Would that mean that the max number of operations that can be executed
by the CPU be: \$3\cdot 2^6 = 192\$
Not quite. The CPU needs to be able to distinguish whether an instruction is an R, I, or J type instruction from the opcode, so the number of opcodes is just \$2^6=64\$. However, the R type instructions also contain the 6 bit funct
field which acts as another opcode field for the R type instructions. R type instructions always have an opcode field of 000000
, so your total number of instructions is \$2^6-1 + 2^6=127\$, because you have \$2^6\$ opcode encodings, but you use one to select the R type instruction, where you then have \$2^6\$ more instructions from the funct
field.
Also, would the number of registers in the CPU be: \$2^5=32\$
Yep, MIPS has 32 registers.
Which would then make the main memory be:
\$32×4bits=64bits=8bytes\$
I'm not sure how you're getting this. The (maximum) size of main memory depends on how many bits are in an address * the smallest addressable unit. MIPS has 32 bit addresses (that's what a 32 bit cpu usually means), and the smallest addressable unit is 1 byte. That means the maximum amount of memory is $$2^{32}bytes = 4,294,967,296bytes = 4GiB$$
But how do you use a 32 bit address if there's only 5 bits per field in an instruction?
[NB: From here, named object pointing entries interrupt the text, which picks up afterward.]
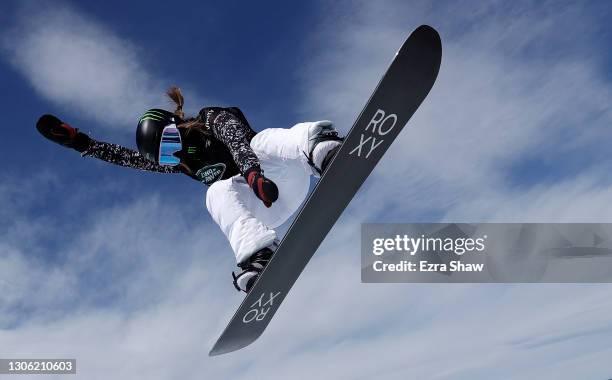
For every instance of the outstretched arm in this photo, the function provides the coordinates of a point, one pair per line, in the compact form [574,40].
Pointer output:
[119,155]
[61,133]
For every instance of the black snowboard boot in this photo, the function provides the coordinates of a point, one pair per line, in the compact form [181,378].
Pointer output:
[323,144]
[252,268]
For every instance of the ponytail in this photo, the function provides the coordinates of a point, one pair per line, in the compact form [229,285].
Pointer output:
[175,94]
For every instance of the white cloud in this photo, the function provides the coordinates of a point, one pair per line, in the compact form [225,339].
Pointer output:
[490,108]
[82,66]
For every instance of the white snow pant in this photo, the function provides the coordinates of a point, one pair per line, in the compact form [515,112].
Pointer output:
[243,218]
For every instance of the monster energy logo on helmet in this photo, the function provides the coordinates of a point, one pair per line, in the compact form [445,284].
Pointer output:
[149,131]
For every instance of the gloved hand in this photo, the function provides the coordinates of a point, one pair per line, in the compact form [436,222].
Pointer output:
[263,187]
[59,132]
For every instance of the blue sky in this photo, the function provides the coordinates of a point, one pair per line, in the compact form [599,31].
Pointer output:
[517,128]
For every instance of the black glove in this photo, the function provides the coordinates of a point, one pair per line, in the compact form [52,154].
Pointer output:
[263,187]
[59,132]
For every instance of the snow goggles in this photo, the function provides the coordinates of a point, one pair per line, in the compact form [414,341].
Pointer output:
[170,144]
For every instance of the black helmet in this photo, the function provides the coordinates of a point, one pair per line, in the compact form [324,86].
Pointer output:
[149,130]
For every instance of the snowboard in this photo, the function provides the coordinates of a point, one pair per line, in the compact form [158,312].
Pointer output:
[399,93]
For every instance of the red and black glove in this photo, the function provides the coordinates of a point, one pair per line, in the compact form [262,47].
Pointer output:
[59,132]
[263,187]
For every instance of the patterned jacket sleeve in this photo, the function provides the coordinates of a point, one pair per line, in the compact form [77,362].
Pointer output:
[236,136]
[118,155]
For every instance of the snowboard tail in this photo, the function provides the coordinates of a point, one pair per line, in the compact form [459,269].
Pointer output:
[399,93]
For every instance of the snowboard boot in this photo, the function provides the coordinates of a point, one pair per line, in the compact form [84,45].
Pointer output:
[252,268]
[323,144]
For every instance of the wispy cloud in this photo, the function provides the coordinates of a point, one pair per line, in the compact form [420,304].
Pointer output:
[82,66]
[151,300]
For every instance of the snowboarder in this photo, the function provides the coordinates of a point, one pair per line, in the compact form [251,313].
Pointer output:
[219,149]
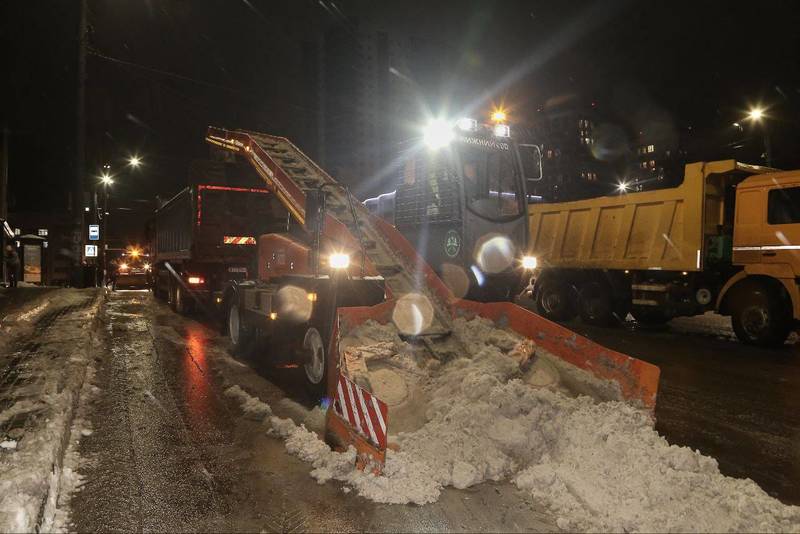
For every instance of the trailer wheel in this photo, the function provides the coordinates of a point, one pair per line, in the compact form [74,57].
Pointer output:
[596,304]
[554,300]
[315,367]
[237,333]
[760,315]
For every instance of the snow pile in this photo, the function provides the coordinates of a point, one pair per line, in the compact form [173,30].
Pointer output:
[44,401]
[596,465]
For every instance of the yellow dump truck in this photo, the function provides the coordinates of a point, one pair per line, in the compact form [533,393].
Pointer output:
[726,239]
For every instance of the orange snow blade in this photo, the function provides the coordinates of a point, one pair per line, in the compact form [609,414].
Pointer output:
[637,379]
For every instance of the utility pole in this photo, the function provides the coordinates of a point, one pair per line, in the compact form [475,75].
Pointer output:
[4,177]
[4,198]
[80,148]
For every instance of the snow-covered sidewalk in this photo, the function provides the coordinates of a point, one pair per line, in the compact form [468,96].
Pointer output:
[43,361]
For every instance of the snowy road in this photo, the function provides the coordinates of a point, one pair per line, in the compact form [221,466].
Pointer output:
[737,403]
[161,448]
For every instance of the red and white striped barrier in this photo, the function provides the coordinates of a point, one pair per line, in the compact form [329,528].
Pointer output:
[238,240]
[362,410]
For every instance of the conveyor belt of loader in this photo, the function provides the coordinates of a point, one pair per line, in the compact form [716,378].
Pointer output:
[289,173]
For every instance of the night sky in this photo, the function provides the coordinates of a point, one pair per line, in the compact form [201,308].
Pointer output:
[159,72]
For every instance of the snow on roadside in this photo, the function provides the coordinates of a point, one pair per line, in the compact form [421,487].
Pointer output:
[596,465]
[31,471]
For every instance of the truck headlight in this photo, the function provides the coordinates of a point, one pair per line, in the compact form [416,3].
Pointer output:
[339,261]
[529,263]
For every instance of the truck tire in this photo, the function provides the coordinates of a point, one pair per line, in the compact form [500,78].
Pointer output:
[760,315]
[158,292]
[554,300]
[650,317]
[180,297]
[596,305]
[240,337]
[315,368]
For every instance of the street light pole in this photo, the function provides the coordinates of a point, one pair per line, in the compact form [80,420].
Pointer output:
[756,116]
[107,181]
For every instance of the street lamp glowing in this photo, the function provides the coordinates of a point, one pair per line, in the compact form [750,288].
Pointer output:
[756,114]
[438,134]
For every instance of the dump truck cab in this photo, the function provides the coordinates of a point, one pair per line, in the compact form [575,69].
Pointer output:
[727,239]
[764,295]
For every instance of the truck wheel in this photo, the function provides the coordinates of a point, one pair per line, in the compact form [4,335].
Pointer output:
[650,317]
[239,336]
[554,300]
[596,304]
[316,366]
[760,316]
[181,299]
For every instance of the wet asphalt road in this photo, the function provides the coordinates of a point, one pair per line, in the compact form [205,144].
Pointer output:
[169,452]
[737,403]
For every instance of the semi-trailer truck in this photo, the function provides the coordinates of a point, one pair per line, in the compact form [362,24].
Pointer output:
[727,239]
[205,236]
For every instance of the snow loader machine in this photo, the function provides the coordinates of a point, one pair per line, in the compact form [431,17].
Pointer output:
[330,266]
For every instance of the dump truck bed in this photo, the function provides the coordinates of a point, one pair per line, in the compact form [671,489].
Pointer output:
[666,229]
[288,173]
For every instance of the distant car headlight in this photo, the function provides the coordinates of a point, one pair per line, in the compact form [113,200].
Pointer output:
[529,263]
[339,261]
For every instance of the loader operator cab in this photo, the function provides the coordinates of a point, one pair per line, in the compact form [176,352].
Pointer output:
[461,201]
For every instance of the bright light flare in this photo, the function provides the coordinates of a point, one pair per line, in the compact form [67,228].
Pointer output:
[292,304]
[339,260]
[413,314]
[530,262]
[502,130]
[755,114]
[466,124]
[495,253]
[499,115]
[438,134]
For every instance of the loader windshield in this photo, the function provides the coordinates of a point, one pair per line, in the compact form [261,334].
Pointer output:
[492,182]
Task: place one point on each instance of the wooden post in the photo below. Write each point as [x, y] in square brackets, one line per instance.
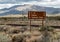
[42, 23]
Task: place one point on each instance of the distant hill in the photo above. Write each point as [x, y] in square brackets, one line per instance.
[23, 9]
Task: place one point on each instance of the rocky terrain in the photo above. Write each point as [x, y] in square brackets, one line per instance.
[18, 29]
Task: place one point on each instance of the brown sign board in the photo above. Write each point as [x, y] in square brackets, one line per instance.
[36, 14]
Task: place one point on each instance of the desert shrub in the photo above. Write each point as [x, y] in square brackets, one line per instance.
[5, 38]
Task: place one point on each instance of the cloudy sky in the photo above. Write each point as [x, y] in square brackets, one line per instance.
[46, 3]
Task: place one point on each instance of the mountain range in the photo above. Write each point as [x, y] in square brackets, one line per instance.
[23, 9]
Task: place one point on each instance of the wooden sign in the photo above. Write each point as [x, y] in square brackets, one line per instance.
[36, 15]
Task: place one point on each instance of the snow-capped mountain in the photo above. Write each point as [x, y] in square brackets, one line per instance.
[23, 9]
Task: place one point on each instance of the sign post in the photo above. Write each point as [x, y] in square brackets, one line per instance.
[36, 15]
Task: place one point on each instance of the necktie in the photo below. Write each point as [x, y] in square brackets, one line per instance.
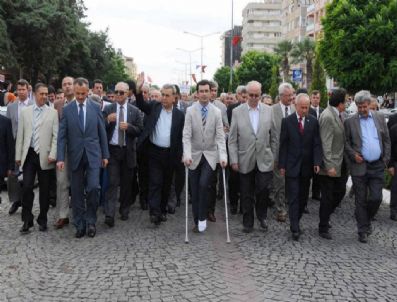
[121, 132]
[36, 129]
[204, 111]
[300, 125]
[81, 116]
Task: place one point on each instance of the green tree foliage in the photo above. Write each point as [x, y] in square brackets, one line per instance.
[359, 44]
[319, 81]
[256, 66]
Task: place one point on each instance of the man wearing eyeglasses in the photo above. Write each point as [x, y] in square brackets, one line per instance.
[163, 135]
[251, 155]
[123, 123]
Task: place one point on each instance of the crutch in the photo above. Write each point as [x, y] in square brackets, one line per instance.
[227, 216]
[186, 203]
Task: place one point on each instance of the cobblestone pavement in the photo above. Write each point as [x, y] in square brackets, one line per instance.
[135, 261]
MIPS is a Load-Store architecture, which means most instructions only interact with registers, and only load and store instructions can access memory. So for example, say I want to add 5 to the int stored at address 0x14859868:
lui $8, 0x1485 # load upper 16 bits into register 8
ori $8, $8, 0x9868 # load lower 16 bits into register 8
lw $9, 0($8) # load register 9 with the contents of memory at 0x14859868
addi $9, $9, 5 # add 5 to the number in register 9
sw $9, 0($8) # store the contents or register 9 to
# the memory pointed to by register 8
Instead of specifying the address directly, I load the address into a register ($8
) and use it as a pointer to access the memory.